Speculation and The Housing Bubble

Most of us have, or at least think we have, a pretty good idea of what speculation means when applied to the stock market. Financial advisers will give us various rules the first among which is to speculate only with money the loss of which won't be a catastrophe for your portfolio and assets in general. But what form does speculation take in the housing market?

At first glance we think we know the answer to this too. It's obvious in the statistics after all. Just look at the sales in the non-owner-occupied category and there you have it. Formally, in other words, we think of speculative buying in the housing market as involving those units bought by investors, either with an eye to the fastest possible capital gain in a rising market, or for the rental market with the same ultimate intention of realizing a capital gain through resale.

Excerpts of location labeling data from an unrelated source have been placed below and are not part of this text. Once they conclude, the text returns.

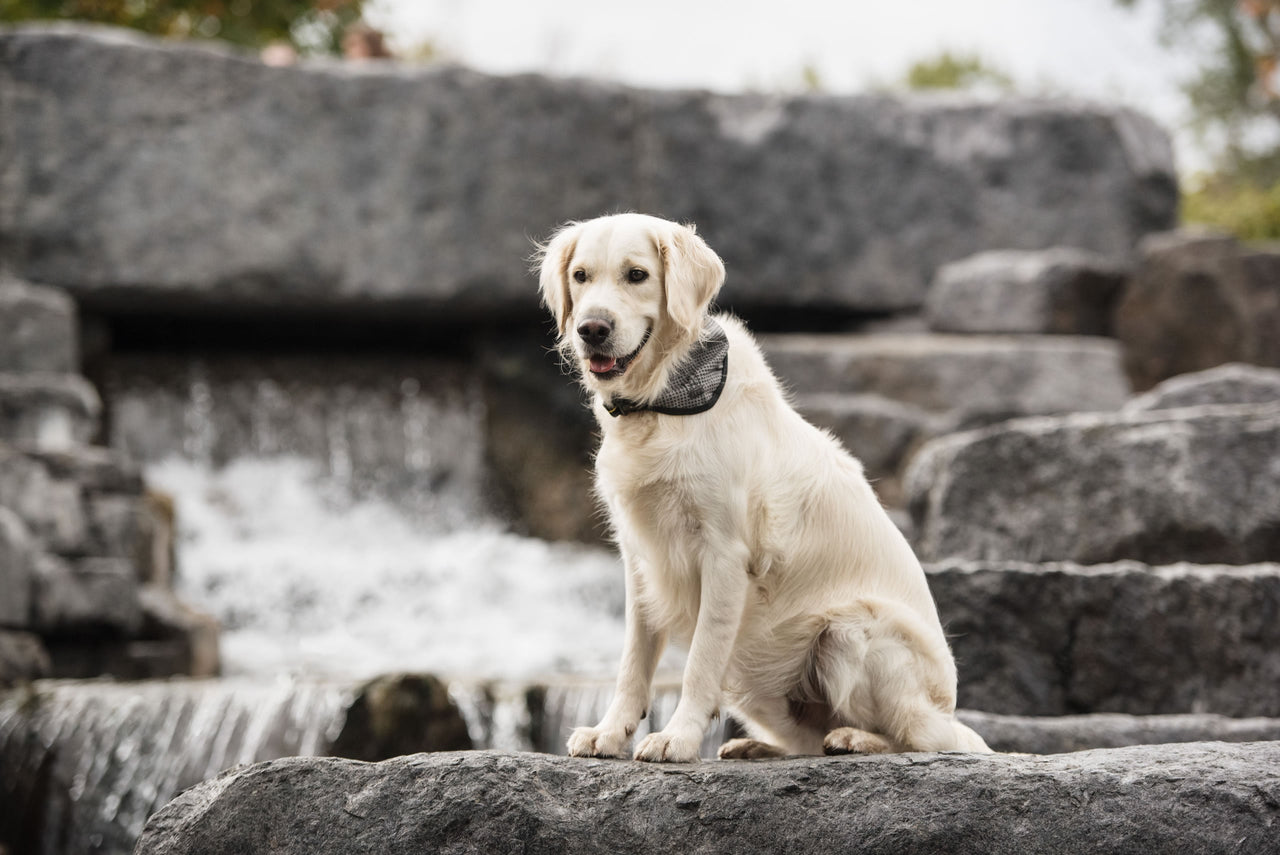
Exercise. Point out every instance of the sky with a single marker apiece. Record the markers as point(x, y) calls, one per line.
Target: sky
point(1082, 47)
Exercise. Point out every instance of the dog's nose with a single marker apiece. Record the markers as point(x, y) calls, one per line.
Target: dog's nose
point(594, 330)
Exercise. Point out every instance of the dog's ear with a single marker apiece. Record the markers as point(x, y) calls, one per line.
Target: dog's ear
point(552, 260)
point(691, 275)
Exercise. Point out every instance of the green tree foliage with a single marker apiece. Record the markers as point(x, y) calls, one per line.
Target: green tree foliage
point(310, 26)
point(1234, 97)
point(956, 72)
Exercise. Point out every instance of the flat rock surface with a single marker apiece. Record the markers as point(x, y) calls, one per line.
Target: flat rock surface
point(1125, 638)
point(146, 174)
point(1197, 484)
point(1064, 734)
point(1192, 799)
point(1060, 291)
point(974, 379)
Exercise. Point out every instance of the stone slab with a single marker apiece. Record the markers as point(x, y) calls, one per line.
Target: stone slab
point(149, 175)
point(976, 379)
point(1056, 292)
point(1194, 484)
point(1064, 639)
point(37, 328)
point(1197, 798)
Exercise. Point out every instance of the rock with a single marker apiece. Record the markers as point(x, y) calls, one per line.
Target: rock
point(1056, 292)
point(1196, 484)
point(48, 411)
point(1230, 383)
point(1063, 734)
point(37, 328)
point(1060, 639)
point(188, 636)
point(53, 508)
point(880, 431)
point(1197, 798)
point(82, 502)
point(398, 714)
point(434, 178)
point(885, 394)
point(1196, 301)
point(977, 379)
point(16, 571)
point(90, 597)
point(22, 658)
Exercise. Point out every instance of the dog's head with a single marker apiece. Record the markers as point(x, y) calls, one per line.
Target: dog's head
point(629, 295)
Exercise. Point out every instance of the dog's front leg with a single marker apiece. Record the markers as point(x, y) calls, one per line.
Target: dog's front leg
point(720, 613)
point(640, 652)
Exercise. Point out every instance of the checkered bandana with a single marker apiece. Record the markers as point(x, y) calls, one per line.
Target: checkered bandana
point(695, 384)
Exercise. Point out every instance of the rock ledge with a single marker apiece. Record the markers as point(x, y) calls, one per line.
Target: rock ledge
point(1196, 798)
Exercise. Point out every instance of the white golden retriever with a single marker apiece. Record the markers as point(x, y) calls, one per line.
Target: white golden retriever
point(746, 534)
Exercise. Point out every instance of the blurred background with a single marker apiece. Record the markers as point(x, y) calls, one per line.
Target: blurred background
point(1205, 68)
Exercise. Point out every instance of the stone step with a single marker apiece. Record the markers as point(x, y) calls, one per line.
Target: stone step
point(48, 411)
point(1057, 292)
point(1200, 300)
point(1124, 638)
point(1187, 484)
point(1197, 798)
point(974, 378)
point(885, 394)
point(1065, 734)
point(37, 328)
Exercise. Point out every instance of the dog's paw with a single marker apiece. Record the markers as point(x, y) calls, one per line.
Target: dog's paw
point(668, 748)
point(744, 749)
point(850, 740)
point(594, 741)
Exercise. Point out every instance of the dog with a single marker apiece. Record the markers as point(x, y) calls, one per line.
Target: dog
point(748, 535)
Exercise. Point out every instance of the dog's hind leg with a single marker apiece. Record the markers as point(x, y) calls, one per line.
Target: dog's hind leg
point(891, 680)
point(778, 727)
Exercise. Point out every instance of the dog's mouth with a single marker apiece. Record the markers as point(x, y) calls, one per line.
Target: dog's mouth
point(606, 367)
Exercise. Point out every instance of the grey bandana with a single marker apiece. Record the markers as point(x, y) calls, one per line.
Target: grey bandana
point(695, 384)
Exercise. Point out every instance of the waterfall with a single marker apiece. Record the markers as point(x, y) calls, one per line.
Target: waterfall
point(333, 516)
point(91, 760)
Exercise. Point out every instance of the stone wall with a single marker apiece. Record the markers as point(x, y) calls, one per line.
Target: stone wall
point(146, 175)
point(86, 551)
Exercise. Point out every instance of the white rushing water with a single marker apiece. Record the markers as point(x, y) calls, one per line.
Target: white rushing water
point(307, 580)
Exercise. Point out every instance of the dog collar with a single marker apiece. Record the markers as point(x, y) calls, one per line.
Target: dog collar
point(694, 385)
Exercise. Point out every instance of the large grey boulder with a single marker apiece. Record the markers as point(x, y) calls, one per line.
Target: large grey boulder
point(1125, 638)
point(141, 173)
point(1056, 292)
point(1230, 383)
point(48, 411)
point(22, 657)
point(1194, 484)
point(82, 502)
point(974, 379)
point(37, 328)
point(1200, 300)
point(17, 554)
point(1198, 798)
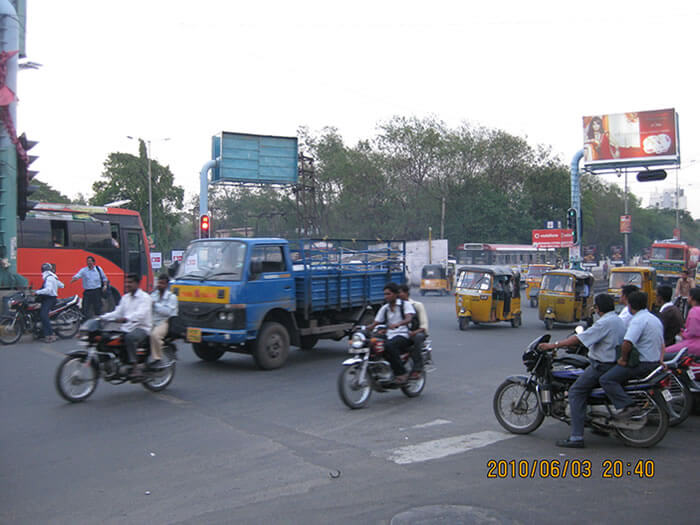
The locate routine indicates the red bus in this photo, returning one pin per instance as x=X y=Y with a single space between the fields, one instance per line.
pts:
x=65 y=234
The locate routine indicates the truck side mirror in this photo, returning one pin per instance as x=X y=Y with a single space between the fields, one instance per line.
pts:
x=255 y=268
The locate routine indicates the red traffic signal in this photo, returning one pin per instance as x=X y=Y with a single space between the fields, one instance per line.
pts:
x=204 y=224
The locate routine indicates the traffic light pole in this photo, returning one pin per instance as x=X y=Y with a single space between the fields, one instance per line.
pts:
x=575 y=250
x=9 y=41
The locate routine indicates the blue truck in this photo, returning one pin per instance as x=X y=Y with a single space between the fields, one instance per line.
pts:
x=261 y=295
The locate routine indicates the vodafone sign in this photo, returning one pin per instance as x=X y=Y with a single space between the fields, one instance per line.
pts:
x=552 y=238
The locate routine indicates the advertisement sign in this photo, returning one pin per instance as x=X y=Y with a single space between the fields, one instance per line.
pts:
x=156 y=260
x=259 y=159
x=625 y=224
x=637 y=139
x=556 y=238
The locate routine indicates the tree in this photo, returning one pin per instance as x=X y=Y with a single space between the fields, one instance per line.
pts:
x=125 y=176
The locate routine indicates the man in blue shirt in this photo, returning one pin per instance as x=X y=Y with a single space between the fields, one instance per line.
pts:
x=645 y=333
x=94 y=283
x=601 y=340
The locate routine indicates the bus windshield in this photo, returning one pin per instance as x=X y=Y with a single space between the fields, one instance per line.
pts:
x=620 y=279
x=558 y=283
x=474 y=280
x=213 y=259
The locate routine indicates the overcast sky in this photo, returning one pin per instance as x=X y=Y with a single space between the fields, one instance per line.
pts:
x=188 y=70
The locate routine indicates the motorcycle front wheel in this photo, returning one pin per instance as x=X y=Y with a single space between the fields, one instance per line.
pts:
x=76 y=379
x=516 y=408
x=656 y=423
x=67 y=324
x=353 y=394
x=681 y=405
x=10 y=330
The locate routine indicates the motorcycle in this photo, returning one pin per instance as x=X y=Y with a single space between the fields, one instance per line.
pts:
x=24 y=318
x=522 y=402
x=105 y=356
x=369 y=371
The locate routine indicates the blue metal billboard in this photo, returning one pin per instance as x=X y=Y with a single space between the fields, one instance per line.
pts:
x=255 y=158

It is not usually the case that a property bought for owner occupation is considered a speculative purchase. However, in the period of a bubble such as the present subprime bubble, (actually, as we are daily learning, it's a general housing bubble), it can be said that in fact a proportion of owner occupier buys have a greater or lesser speculative component. This will have a tendency to be amplified in the course of the bubble. The main indicator of whether this speculative component is present will be to whatever extent the buying decision is being made on the basis of the profits to be had from a rapidly rising market. Anyone with a home that serves current needs perfectly well and even has a substantial percentage of equity built up who then sells with a view to cashing out this equity and leveraging it into a more expensive home is speculating. Worse still, they are speculating against the advice of the staid investment advisor mentioned earlier. For who can afford to lose a home should the speculation not pan out without it being a catastrophe? The position is no different in essence to that of someone stricken with margin madness in a stock market bubble. And the consequences when the bubble bursts are likely to be the same: the margin call that cannot be met from evaporating gains or the mortgage adjustment that cannot be met from increased equity.

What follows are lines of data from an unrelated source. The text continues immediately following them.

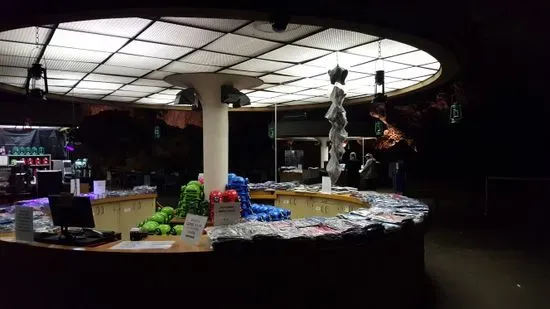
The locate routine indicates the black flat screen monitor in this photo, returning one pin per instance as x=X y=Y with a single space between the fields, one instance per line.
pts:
x=74 y=211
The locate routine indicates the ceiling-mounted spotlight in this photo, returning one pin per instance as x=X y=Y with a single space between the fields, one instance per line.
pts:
x=189 y=97
x=35 y=74
x=279 y=22
x=233 y=96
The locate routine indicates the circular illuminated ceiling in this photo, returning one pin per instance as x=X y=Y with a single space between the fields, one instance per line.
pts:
x=126 y=60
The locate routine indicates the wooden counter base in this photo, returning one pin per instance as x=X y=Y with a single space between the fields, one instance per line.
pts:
x=310 y=204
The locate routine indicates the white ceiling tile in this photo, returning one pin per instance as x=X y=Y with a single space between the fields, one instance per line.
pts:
x=342 y=59
x=263 y=30
x=139 y=62
x=109 y=78
x=61 y=82
x=402 y=84
x=65 y=74
x=302 y=71
x=86 y=95
x=11 y=71
x=71 y=54
x=182 y=67
x=14 y=81
x=372 y=66
x=124 y=27
x=15 y=61
x=120 y=99
x=238 y=72
x=314 y=92
x=388 y=47
x=309 y=83
x=259 y=65
x=241 y=45
x=98 y=85
x=151 y=82
x=277 y=79
x=27 y=35
x=410 y=73
x=152 y=101
x=336 y=39
x=158 y=75
x=218 y=24
x=264 y=94
x=77 y=91
x=73 y=66
x=292 y=53
x=157 y=50
x=170 y=91
x=58 y=89
x=264 y=86
x=418 y=57
x=126 y=93
x=90 y=41
x=19 y=49
x=212 y=58
x=178 y=35
x=286 y=89
x=118 y=70
x=148 y=89
x=433 y=66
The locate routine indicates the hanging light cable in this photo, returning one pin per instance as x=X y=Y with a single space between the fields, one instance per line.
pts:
x=36 y=73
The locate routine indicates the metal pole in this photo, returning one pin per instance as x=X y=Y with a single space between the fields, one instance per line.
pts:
x=275 y=141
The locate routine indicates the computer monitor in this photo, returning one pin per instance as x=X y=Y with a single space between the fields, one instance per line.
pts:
x=48 y=183
x=71 y=211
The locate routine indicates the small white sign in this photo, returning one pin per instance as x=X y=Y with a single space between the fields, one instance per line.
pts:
x=227 y=213
x=99 y=187
x=326 y=185
x=192 y=228
x=24 y=223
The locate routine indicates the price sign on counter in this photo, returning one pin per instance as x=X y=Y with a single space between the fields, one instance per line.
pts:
x=192 y=228
x=227 y=213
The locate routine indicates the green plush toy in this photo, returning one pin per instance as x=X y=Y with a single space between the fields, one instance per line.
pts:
x=151 y=227
x=177 y=230
x=164 y=229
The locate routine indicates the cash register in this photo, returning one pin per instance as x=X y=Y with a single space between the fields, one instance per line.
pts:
x=73 y=214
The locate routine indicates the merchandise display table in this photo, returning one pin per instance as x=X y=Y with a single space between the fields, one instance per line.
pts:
x=310 y=204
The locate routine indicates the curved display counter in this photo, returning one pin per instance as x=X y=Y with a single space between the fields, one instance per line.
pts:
x=310 y=204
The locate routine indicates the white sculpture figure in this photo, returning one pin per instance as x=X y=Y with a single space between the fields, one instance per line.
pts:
x=336 y=115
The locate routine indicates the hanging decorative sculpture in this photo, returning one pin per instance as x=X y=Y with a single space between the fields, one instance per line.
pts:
x=336 y=115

Unfortunately, a whole fairytale about the home being the "biggest investment you will make in life" has taken hold almost universally in the last few decades. This idiotic idea may be wonderful copy for the Realty world but it is disastrous for the homeowner. And it is especially disastrous for those homeowners who could have traded down and thereby could now have cash in hand ready to take advantage of the coming bargains at the bottom of the cycle.

Read twice: Don't speculate with an asset the loss of which would be a catastrophe.